28 November 2010
Egypt had always been a free market economy; its modern commercial and industrial base was built by Egyptian individuals in the early 20th century. Come July 1960, however, Egypt’s then president Gamal Abdel-Nasser issued his notorious nationalisation decrees through which all privately-owned industries, banks and financial businesses passed into the hands of the State. A huge public sector was then created, mushrooming throughout the following decade and becoming the country’s main employer.
When Anwar al-Sadat came into office in 1970, he had a different economic agenda. In 1974, he announced his “open door policy” and the Egyptian private sector again assumed an active role in the country’s economy. By that time the public sector was seriously deteriorating for lack of funds, maintenance, and upgrading, and because of poor management; it was in shatters. It took a few more years for the government to embark on an ambitious privatisation programme.
A recent study by the Economic and Financial Research and Studies Centre (EFRSC) affiliated to Cairo University’s Faculty of Economics and Political Science investigated the policy of privatisation in Egypt, a process that started in 1991. The study showed that by the late 1980s, the privatisation of public enterprises seemed imperative given the chronic problems that had long plagued the public sector, which included low productivity, weak financial structures and falling competitiveness.

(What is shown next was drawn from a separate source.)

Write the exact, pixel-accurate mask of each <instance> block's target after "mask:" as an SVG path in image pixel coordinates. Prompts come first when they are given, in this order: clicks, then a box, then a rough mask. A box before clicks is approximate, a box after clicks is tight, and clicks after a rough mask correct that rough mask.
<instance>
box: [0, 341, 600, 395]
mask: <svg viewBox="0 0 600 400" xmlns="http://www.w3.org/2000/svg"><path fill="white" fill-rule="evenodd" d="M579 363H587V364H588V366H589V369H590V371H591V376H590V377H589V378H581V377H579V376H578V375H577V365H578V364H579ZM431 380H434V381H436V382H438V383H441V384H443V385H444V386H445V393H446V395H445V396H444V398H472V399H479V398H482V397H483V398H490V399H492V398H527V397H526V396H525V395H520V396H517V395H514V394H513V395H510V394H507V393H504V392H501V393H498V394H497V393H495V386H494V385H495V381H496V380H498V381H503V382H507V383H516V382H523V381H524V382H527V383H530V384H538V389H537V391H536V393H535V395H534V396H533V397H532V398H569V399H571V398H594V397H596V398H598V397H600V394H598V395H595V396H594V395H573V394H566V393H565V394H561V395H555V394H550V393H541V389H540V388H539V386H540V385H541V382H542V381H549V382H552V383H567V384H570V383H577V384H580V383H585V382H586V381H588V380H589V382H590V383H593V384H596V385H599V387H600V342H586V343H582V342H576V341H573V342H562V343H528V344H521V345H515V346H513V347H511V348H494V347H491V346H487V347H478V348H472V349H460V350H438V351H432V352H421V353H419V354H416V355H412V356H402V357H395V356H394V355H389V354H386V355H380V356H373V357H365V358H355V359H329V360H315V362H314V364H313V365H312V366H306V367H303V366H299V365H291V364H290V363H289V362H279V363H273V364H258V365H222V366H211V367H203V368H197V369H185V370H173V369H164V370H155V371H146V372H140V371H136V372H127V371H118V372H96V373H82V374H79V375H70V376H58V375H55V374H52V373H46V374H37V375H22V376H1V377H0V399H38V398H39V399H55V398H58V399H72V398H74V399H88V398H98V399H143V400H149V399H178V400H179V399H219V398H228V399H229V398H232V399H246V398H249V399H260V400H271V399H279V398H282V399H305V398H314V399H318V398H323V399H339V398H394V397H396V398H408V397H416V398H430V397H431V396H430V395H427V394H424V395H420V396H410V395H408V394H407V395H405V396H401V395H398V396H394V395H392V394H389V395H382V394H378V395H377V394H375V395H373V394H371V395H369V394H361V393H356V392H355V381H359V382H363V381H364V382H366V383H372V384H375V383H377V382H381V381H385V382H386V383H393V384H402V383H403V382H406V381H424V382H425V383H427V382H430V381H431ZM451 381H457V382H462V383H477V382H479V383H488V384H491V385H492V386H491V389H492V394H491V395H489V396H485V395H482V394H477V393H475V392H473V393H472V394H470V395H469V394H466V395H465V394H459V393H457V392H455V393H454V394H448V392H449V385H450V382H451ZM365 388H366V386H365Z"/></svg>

The starting point was law 203 of 1991 stipulating the formation of holding companies to substitute economic public authorities. The move aimed to provide greater flexibility when it came to managing public enterprises. To give a push to the privatisation process, law 95 of 1992 was promulgated to allow the listing of public enterprises’ shares on the stock market, hence broadening the base of private ownership.
The study was written by Aliya al-Mahdy, professor of economics and dean of the Faculty of Economics and Political Science, and Manal al-Qadi, professor of economics and head of the EFRSC. It suggests that the programme to put public enterprises up for sale had three components: first, privatising companies and assets owned by the public enterprise sector; second, putting the government’s share in joint companies for sale; and third, implementing rules of corporate governance.
Paying the debt
From the fiscal year 2003/2004 on, the study shows, privatisation gained momentum with privatised firms increasing from 13 in 2003/2004 to 66 in the following year. The revenues incurred by privatisation stood at EGP15.1 billion in 2005/2006.

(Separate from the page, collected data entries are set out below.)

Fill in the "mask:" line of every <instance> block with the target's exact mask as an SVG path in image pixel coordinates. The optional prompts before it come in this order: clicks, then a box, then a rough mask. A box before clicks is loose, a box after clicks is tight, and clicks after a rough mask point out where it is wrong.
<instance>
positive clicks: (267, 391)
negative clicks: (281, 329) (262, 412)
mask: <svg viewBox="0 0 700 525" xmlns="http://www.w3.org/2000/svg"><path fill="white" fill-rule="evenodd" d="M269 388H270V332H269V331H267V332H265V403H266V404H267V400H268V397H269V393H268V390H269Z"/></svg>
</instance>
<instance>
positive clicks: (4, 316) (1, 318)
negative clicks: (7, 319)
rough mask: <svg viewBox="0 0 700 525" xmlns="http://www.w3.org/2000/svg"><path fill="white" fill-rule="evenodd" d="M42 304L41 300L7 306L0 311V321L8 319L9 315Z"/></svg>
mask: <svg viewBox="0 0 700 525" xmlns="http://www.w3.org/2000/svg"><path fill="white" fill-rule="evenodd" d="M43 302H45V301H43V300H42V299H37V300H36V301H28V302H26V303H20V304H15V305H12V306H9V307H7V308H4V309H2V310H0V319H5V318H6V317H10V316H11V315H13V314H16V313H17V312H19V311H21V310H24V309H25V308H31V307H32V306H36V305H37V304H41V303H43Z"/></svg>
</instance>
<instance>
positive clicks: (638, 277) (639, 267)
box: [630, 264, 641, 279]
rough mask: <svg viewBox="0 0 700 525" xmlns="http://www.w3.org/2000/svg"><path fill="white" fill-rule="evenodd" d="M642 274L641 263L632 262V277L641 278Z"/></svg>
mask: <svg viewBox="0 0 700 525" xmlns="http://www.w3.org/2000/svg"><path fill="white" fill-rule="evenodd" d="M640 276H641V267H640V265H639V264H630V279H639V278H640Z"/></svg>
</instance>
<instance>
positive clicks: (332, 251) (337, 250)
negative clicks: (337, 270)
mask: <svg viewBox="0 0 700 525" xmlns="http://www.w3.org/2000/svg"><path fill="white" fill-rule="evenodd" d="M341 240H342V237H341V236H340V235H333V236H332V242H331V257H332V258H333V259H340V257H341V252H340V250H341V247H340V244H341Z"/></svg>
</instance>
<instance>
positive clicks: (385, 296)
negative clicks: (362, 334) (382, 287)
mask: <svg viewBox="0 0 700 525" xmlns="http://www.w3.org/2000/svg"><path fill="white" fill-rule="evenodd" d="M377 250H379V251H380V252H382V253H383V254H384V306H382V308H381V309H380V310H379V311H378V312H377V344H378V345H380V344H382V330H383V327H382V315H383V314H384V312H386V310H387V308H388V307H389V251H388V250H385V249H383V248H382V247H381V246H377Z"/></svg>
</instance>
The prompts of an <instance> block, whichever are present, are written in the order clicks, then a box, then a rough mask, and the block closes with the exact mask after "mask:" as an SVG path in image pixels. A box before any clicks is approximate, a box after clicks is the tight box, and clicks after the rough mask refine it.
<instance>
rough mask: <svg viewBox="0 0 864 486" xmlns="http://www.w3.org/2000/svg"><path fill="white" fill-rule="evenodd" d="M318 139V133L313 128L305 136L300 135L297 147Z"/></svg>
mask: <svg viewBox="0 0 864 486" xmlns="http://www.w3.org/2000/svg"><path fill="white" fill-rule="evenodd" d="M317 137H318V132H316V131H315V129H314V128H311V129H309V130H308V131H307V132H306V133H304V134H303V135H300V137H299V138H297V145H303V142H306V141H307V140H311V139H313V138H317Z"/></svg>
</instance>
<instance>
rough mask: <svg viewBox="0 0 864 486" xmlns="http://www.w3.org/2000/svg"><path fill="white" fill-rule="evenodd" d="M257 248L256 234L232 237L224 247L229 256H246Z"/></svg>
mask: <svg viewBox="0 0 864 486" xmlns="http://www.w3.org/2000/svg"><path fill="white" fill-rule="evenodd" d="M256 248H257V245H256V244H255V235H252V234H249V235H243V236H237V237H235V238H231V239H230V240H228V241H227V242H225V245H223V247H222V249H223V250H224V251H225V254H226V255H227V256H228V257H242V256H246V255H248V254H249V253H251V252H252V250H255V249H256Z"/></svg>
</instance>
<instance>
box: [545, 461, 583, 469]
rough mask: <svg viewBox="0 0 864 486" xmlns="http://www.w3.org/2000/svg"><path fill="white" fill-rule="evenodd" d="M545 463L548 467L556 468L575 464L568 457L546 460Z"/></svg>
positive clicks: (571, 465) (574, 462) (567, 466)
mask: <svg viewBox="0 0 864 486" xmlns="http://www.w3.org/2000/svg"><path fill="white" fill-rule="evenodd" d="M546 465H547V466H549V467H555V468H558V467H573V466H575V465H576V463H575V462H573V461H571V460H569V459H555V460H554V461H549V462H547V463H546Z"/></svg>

Up to June 2003, the Ministry of Finance received 45 per cent of the proceeds of the sale, or EGP6.6 billion. It used this money to pay back the debts owed by public companies slated for privatisation—some EGP4.5 billion—and improving the management style of unsold companies. The tendency then was not to use the proceeds of the sale to finance new investments. The inclination continued over the following years; the revenues generated by the sale went to the Ministry of Finance rather than being directed to inject new investment in the market. In 2005, the ministry used EGP1.12 billion to restructure public enterprises and EGP1.1 billion to pay back loans owed by some companies. The study argues that when evaluating privatisation processes, the debts owed by public enterprises that have been paid back should be taken into consideration, because these represent a burden to be shouldered by society as a whole.
Another study by Hanaa Khaireddin, professor of economics and former executive director of the EFRSC, and economics professor Amal Rifaat indicates that in 1991 there were 314 public enterprises affiliated to 27 holding companies. In the beginning, the privatisation process was remarkably slow with no more than 11 companies being sold between 1991 and 1994. These sales generated EGP418.4 million. Yet the process advanced by leaps and bounds from 1995 to 2004, with 201 enterprises sold for EGP17.4 billion. It peaked in 2000 when 40 companies were sold for EGP4.6 billion.
The entire privatisation process from 1991 to 2006 covered 289 enterprises and generated EGP 37.76 billion.
Finally, the study suggests the adoption of a group of measures with regard to future privatisation. These include the focus on distressed companies; the avoidance of restructuring processes as much as possible—since it was eventually found that their contribution in terms of raising the value of the enterprise was minor—and the sale of the government’s share of joint companies.
The study advocates delaying the privatisation of public facilities for fear it might lead to the substitution of private monopolies for public monopolies. The law for fair competition, the study said, should go into effect to prevent cartels. For considerations of national security, some areas such as banking, insurance, public services and the agricultural sector, should be sold exclusively to Egyptian investors.